Months later, when I was back home teaching Greek and Roman classics again, it occurred to me that the difficulties we have with Aeneas and his epic cease to be difficulties once you think of him not as a hero but as a type we’re all too familiar with: a survivor, a person so fractured by the horrors of the past that he can hold himself together only by an unnatural effort of will, someone who has so little of his history left that the only thing that gets him through the present is a numbed sense of duty to a barely discernible future that can justify every kind of deprivation. It would be hard to think of a more modern figure.

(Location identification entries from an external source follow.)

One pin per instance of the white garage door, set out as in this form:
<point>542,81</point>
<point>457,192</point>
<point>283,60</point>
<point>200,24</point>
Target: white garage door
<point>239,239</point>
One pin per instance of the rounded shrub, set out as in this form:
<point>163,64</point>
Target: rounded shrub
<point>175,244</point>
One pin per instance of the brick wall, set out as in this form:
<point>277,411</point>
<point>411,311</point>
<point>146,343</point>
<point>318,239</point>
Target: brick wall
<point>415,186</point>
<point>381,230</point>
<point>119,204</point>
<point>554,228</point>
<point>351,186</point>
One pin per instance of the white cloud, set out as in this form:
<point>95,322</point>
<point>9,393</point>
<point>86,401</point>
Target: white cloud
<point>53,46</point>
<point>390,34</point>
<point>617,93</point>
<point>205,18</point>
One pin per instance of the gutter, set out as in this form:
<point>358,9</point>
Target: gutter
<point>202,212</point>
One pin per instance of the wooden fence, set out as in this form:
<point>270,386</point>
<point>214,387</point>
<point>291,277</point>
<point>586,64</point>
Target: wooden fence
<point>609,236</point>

Or, indeed, a more modern story. What is the Aeneid about? It is about a tiny band of outcasts, the survivors of a terrible persecution. It is about how these survivors—clinging to a divine assurance that an unknown and faraway land will become their new home—arduously cross the seas, determined to refashion themselves as a new people, a nation of victors rather than victims. It is about how, when they finally get there, they find their new homeland inhabited by locals who have no intention of making way for them. It is about how this geopolitical tragedy generates new wars, wars that will, in turn, trigger further conflicts: bella horrida bella. It is about how such conflicts leave those involved in them morally unrecognizable, even to themselves. This is a story that both the Old and the New Worlds know too well; and Virgil was the first to tell it. Whatever it meant in the past, and however it discomfits the present, the Aeneid has, alas, always anticipated the future.